Last Thing, the Crucial Thing
For Christians, only God is unlimited. Because man is both finite and fallen, he dare not take upon himself the role of governmental omnipotence. But in his hubris, he keeps trying.
Some Christians are fond of saying that Christianity has nothing to say about this form of government or that one. “The church is the church, and we can function equally well under any political order.” This is radically false, because all notions of unlimited human government are essentially idolatrous. They all, by design, will set up some version of Nebuchadnezzar’s statue, and they all summon the musicians to play so that we might all know when to bow down. And when, by act of Congress, they make the statue bigger, or decree that the musicians play louder and longer, some Christians circulate in the crowd, handing out copies of Romans 13, edited and redacted, and they accuse the people who are still standing up of advocating for Christian nationalism.
To which the reply should be, “Well, I am against pagan nationalism, so yeah, you got me.”
Every Christian refusal to bow down is simultaneously a religious act of devotion to Jehovah and a political act of defiance. It all goes back to the Council of Chalcedon. Because the church at that time confessed that the union between the divine and human was found in the Lord Jesus Christ, and nowhere else, this closed off every attempt to arrange for the apotheosis of the State, the Dear Leader, the Voice of the People, or the Right Side of History. Christian political theory demands that all human governments be bounded, limited, constrained, defined, circumscribed, checked. Why? Because God is God and man is not. God is good and man is not.

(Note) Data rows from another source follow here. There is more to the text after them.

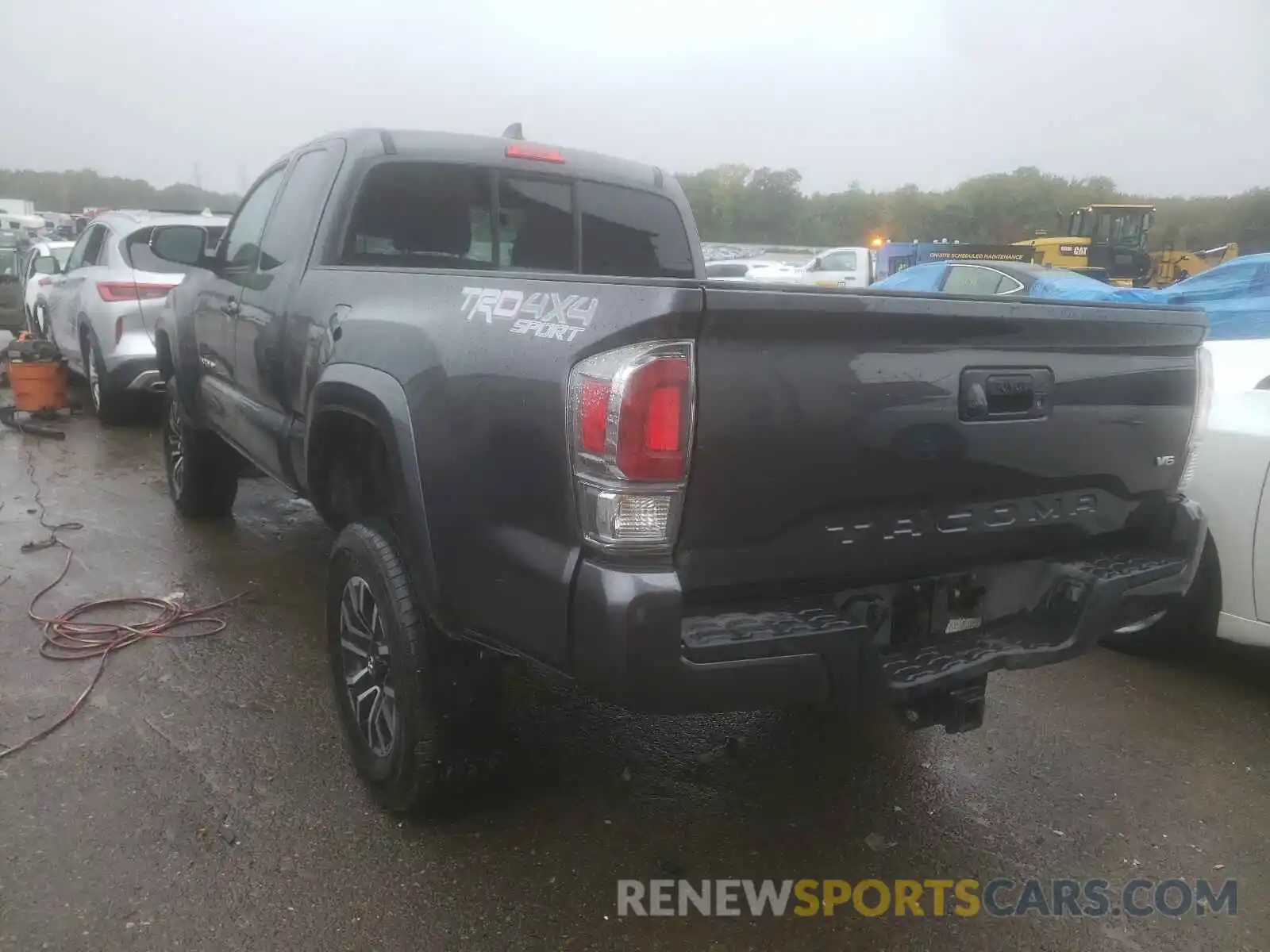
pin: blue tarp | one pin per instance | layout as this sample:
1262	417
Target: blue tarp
1068	286
1235	295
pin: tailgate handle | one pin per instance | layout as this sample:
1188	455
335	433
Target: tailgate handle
1005	393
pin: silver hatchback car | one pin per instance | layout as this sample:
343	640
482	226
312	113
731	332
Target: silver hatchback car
101	309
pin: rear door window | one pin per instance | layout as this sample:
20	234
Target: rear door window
630	232
838	262
419	215
137	251
298	209
973	279
425	215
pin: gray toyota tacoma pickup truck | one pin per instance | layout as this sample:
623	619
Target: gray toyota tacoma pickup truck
495	368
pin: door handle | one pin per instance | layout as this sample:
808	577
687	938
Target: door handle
1005	393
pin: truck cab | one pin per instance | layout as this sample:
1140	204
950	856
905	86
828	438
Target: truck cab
840	267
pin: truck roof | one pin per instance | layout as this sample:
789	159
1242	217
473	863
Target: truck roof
492	152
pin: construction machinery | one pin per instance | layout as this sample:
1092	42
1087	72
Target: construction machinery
1109	241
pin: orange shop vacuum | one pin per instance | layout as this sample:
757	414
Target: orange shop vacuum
37	374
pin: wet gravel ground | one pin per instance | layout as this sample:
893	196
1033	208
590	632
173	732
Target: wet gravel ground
202	799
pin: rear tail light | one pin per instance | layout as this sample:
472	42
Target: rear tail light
537	154
116	291
630	416
1199	420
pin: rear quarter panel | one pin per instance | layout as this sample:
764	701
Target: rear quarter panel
486	376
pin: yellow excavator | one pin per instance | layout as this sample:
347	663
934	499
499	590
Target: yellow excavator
1109	241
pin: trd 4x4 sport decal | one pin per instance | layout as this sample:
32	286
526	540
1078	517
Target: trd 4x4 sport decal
541	314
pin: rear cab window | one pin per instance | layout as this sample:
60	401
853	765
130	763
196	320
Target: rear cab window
432	215
137	251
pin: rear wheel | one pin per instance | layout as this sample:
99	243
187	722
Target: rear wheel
202	469
37	321
108	404
1191	626
421	711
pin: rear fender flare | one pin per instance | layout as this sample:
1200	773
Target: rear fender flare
379	399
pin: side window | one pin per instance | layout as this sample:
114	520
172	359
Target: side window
97	253
78	254
973	279
243	240
838	262
421	215
1232	277
630	232
535	224
298	205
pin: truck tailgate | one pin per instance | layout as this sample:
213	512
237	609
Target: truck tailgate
884	435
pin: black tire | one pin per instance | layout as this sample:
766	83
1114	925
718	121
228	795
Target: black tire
1191	626
440	733
202	470
108	405
38	323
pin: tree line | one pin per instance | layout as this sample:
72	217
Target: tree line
768	206
76	190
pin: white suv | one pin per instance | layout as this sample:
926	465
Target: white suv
101	308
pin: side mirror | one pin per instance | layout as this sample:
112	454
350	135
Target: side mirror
181	244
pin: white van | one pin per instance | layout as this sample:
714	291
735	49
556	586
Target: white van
840	267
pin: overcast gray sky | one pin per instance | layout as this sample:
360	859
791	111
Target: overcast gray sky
1165	97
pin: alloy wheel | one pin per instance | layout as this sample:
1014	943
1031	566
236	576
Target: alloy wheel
175	446
366	666
94	381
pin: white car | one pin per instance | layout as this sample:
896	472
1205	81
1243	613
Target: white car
37	277
840	268
1231	482
753	270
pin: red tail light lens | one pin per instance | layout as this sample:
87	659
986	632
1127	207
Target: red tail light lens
594	414
116	291
630	413
652	425
537	154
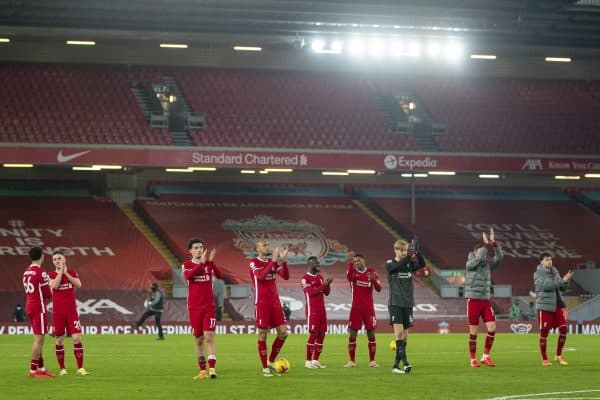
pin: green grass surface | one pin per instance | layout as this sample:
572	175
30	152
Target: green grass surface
137	366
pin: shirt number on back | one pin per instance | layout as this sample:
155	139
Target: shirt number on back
29	288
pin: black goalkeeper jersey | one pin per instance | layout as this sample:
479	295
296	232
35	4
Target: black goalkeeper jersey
400	280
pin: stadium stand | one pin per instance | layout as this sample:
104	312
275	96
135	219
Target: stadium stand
66	103
324	226
449	223
510	115
97	238
287	109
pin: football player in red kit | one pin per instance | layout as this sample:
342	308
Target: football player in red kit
362	282
65	318
37	291
268	312
198	273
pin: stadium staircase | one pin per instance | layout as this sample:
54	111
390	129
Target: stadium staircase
179	110
156	242
146	100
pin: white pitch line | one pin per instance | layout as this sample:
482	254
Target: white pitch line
525	396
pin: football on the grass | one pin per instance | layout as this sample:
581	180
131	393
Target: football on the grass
282	365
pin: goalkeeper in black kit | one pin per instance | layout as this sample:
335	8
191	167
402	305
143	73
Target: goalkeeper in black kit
400	272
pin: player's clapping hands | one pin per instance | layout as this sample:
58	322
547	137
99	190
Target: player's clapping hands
351	255
211	256
283	254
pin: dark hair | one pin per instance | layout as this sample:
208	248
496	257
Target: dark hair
194	241
35	253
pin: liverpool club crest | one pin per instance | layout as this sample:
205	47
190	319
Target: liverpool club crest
303	239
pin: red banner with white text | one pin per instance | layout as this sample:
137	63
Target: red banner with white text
309	159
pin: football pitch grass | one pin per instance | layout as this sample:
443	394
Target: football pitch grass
139	367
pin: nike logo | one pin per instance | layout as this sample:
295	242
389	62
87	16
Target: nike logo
60	157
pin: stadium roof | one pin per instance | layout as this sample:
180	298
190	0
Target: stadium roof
518	23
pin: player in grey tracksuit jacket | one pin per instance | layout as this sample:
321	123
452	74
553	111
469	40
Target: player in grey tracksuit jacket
478	282
550	305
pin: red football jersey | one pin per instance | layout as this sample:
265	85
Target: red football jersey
35	283
63	297
362	287
199	280
315	290
262	275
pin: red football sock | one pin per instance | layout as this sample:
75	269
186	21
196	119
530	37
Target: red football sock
310	346
489	341
78	351
318	347
543	340
352	349
212	361
60	355
472	345
202	363
276	348
372	350
262	352
562	338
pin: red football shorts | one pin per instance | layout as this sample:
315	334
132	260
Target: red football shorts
268	315
66	321
359	316
202	321
477	308
552	319
317	323
39	323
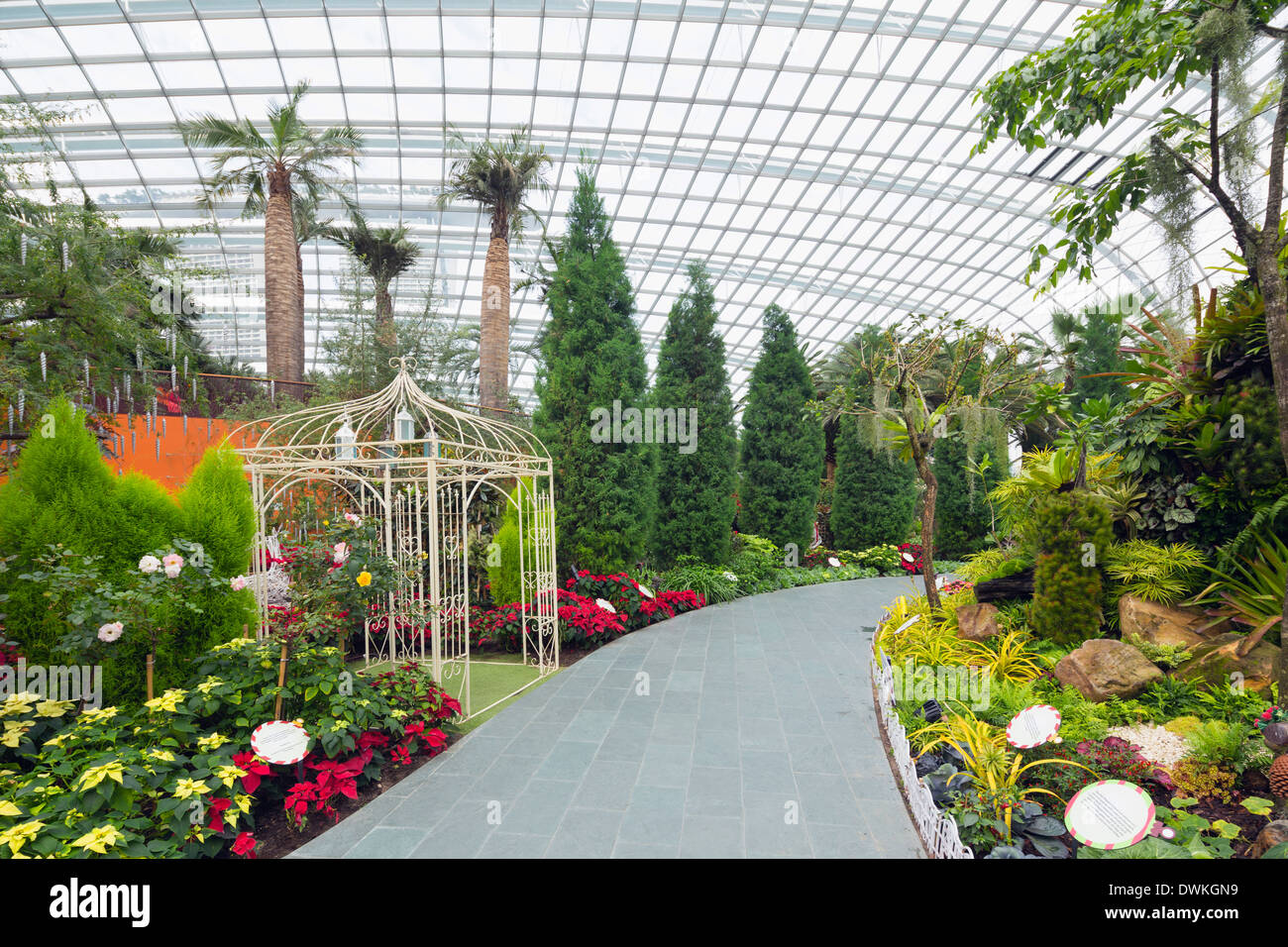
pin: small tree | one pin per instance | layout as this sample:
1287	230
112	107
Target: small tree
695	484
267	169
782	446
936	371
498	176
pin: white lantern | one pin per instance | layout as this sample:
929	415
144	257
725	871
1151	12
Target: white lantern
404	425
346	442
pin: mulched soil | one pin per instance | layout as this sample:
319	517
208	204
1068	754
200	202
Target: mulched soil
278	838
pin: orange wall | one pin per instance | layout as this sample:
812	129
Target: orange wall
168	455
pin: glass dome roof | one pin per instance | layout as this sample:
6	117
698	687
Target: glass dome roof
814	154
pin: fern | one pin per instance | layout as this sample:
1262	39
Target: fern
1261	521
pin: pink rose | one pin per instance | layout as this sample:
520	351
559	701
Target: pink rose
172	564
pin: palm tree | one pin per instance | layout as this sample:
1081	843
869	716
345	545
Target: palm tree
385	253
497	176
267	167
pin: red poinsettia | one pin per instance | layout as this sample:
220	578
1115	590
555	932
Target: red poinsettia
910	557
256	770
245	845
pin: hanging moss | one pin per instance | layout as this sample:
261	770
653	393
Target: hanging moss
1073	531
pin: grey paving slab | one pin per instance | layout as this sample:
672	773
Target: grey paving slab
738	731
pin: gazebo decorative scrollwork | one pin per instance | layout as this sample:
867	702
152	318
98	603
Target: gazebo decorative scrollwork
416	466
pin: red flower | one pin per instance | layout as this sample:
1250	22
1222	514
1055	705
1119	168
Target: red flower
245	845
217	813
256	770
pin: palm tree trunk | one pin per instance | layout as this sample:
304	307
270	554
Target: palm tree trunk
283	324
299	308
386	335
494	325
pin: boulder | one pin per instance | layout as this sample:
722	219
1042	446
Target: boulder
1274	834
977	622
1276	737
1218	663
1106	668
1164	625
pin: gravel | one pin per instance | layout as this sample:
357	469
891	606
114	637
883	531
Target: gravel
1157	745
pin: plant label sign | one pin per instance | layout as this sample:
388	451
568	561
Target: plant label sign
1033	727
1109	814
279	741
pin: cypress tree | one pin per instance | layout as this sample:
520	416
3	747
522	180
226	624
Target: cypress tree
782	450
695	489
592	357
875	495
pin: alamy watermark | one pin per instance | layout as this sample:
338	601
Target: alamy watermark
913	682
53	682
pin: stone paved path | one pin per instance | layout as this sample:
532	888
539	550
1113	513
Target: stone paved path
755	710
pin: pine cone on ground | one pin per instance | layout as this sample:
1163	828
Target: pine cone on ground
1278	775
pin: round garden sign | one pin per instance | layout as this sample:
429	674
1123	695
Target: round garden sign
279	741
1109	814
1033	727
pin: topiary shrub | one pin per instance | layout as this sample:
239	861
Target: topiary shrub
62	492
1073	530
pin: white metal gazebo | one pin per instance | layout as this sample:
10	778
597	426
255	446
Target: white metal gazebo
416	467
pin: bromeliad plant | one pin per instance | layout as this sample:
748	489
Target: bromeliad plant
1252	594
995	768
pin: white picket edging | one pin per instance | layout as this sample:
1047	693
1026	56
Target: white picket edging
936	830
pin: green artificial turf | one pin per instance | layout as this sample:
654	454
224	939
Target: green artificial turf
488	682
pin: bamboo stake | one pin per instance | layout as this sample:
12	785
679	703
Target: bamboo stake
281	684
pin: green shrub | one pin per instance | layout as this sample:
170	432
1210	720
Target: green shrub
709	581
1072	528
62	492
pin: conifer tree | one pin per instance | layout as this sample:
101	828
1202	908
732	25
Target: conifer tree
782	449
695	487
592	365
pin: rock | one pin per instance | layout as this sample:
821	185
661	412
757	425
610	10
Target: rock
977	622
1216	661
1271	835
1276	737
1163	625
1106	668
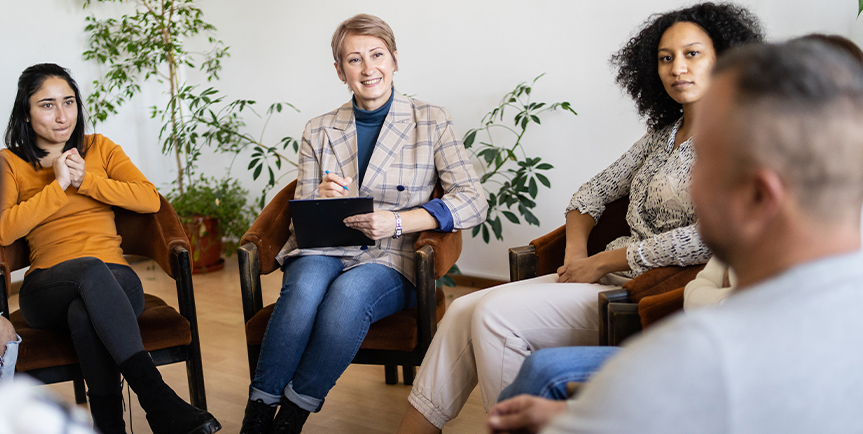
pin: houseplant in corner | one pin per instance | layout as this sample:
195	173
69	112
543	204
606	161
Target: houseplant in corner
151	44
510	177
212	211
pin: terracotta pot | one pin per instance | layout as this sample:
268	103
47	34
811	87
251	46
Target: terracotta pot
206	240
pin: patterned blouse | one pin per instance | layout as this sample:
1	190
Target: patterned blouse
661	217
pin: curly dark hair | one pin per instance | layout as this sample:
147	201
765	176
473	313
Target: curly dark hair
728	25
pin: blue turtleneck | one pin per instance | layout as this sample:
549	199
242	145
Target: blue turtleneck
369	126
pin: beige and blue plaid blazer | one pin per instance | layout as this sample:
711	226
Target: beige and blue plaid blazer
417	146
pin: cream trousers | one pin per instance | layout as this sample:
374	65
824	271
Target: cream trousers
485	336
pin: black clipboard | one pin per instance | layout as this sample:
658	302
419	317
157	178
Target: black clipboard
319	222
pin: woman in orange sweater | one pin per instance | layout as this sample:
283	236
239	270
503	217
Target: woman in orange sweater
57	187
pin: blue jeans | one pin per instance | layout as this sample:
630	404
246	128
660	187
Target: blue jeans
320	319
546	372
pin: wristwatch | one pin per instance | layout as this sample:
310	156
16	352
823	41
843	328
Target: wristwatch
398	225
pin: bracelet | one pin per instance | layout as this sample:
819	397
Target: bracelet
398	226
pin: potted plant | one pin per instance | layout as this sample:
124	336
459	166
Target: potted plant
150	44
215	215
510	177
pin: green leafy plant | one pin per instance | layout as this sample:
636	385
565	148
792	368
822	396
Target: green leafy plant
223	199
151	43
510	176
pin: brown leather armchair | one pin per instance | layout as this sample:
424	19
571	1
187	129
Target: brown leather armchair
399	339
170	337
622	312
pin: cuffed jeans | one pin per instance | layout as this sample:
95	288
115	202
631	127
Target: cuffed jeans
98	304
546	372
320	319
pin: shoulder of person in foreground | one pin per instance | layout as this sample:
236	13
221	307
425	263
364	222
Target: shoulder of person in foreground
669	380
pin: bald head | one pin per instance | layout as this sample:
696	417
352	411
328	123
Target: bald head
797	108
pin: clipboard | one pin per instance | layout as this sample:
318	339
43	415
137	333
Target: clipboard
319	222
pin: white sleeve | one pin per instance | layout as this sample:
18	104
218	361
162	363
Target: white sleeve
707	288
668	381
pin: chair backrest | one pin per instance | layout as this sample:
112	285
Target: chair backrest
611	225
149	235
271	229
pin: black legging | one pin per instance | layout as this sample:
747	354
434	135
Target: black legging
98	304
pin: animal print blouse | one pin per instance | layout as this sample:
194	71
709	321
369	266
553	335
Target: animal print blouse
661	216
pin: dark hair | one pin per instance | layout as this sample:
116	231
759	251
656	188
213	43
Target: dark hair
20	137
727	25
836	41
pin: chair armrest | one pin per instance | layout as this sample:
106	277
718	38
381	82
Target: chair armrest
522	263
660	280
542	256
181	270
6	281
250	280
426	291
656	307
623	322
549	250
606	298
271	229
446	246
154	235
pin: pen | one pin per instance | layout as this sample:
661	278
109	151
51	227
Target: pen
327	172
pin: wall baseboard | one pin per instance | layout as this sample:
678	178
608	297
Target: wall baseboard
476	282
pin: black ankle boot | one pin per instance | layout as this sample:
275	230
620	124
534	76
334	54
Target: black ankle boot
290	419
258	417
107	412
166	412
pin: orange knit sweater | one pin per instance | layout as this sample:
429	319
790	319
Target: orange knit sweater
61	225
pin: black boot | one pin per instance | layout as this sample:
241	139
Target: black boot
107	412
258	417
166	412
290	419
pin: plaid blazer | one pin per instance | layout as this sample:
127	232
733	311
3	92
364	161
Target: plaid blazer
417	146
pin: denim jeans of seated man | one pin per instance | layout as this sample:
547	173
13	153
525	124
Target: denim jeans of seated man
546	372
320	319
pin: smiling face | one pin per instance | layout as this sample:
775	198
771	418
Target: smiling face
686	58
53	113
367	68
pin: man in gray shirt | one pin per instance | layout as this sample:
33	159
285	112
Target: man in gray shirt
778	189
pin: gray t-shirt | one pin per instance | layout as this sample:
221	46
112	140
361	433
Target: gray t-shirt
783	356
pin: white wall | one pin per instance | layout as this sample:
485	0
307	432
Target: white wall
462	54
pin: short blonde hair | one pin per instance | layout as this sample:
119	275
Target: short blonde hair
362	24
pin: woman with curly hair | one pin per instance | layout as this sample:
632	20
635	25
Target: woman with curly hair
485	336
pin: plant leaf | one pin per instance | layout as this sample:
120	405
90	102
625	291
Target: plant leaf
543	180
510	216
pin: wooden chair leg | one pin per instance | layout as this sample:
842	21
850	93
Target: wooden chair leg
80	391
408	373
391	374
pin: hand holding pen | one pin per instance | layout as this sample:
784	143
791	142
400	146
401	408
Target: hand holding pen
334	185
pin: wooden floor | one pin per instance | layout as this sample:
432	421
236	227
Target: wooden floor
360	403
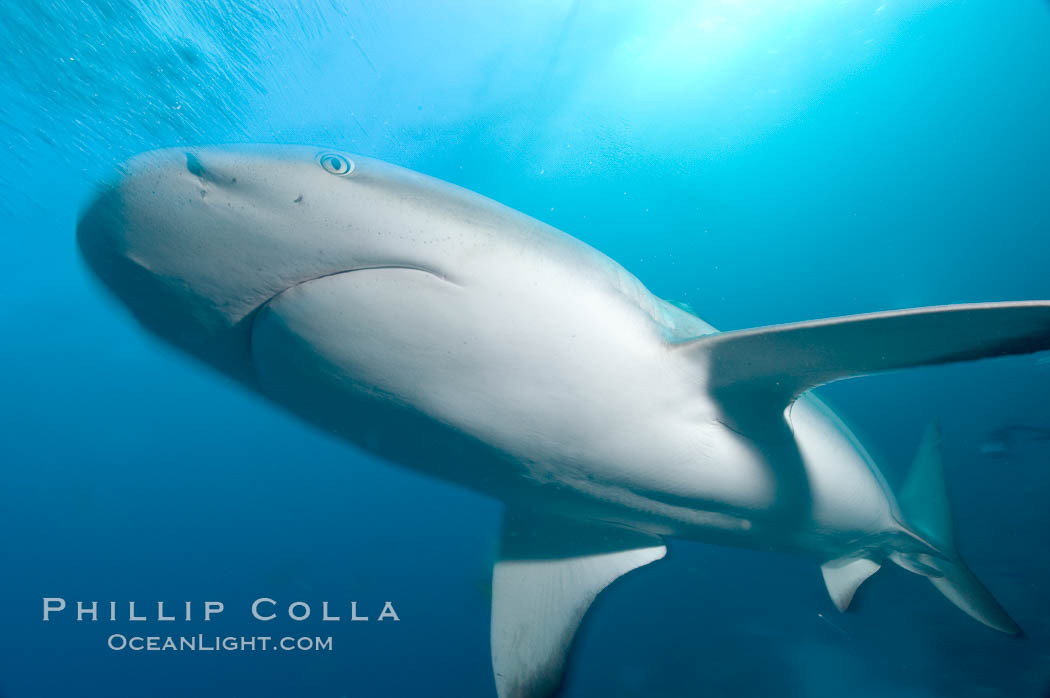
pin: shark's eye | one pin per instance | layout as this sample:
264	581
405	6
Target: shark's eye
335	164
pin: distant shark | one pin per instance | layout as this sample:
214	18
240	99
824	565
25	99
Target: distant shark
449	334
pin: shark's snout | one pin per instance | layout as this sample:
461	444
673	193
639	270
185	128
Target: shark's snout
193	240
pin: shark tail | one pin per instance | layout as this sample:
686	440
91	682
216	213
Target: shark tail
924	504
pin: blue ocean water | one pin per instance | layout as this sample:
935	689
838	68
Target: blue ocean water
762	162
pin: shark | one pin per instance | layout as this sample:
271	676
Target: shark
446	333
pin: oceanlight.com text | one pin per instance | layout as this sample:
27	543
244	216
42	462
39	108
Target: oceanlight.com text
119	642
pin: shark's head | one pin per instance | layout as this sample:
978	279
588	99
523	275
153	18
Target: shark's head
194	240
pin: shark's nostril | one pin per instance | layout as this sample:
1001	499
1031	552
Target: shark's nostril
193	166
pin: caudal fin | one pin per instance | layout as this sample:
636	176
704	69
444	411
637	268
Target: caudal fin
924	503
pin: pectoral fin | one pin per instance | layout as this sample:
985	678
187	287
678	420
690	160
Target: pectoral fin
785	360
549	572
844	576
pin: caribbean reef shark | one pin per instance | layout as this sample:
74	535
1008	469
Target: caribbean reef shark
449	334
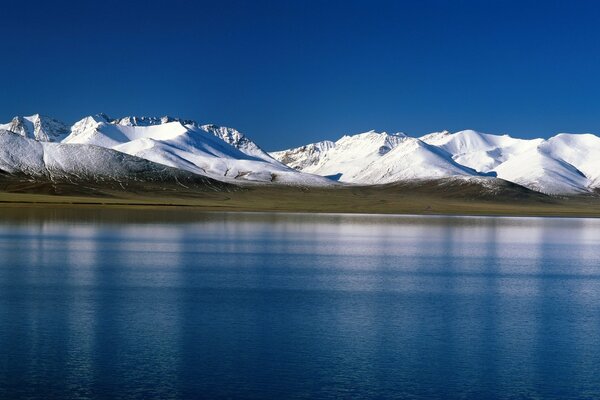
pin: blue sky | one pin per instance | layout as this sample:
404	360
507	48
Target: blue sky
292	72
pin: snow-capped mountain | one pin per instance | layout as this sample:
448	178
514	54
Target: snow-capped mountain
563	164
374	158
188	146
51	161
102	148
37	127
237	140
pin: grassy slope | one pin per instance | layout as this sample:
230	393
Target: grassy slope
429	198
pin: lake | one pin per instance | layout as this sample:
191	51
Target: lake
182	304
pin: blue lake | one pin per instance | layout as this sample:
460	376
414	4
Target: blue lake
183	305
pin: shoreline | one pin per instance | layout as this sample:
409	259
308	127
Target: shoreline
320	203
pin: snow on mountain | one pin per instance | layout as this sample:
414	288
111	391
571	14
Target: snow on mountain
95	145
580	150
237	140
305	156
549	166
344	159
537	170
412	159
188	147
37	127
480	151
31	158
373	157
564	164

And so this is why faithful Christians are so resistant to the arbitrary dictates coming from our globohomo managers of Trashworld. The living God is immutable and He is good. The laws that He assigns to us are therefore laws that reflect His character, which means that His laws are good, and His laws are fixed and absolute. The moral law is unchanging, and the moral law is good. Why? Because God is in Heaven, and no one can defy His authority.
A failure to see the evil that was resident in the French Revolution from the beginning is nothing other than a failure to see. A failure to see the goodness that was represented by the American Revolution is, again, a failure to see at all. A great many lies have been told about the American Founding in retrospect, trying to make it an honorary member of the parade of humanistic revolutions, but it was in fact, the opposite.
So when we base our laws on our humanistic jitney-deities, what then? All laws reflect the character of the gods who issue them. The humanist gods are not immutable, and they are not good. We are as unstable as water, and because we are a race of sinners, we are not good. We are as unstable as dirty water.
This is why the decrees that issue forth from these lords of the earth are so irrational, confused, and contradictory. “And the king and Haman sat down to drink; but the city Shushan was perplexed” (Esther 3:15b).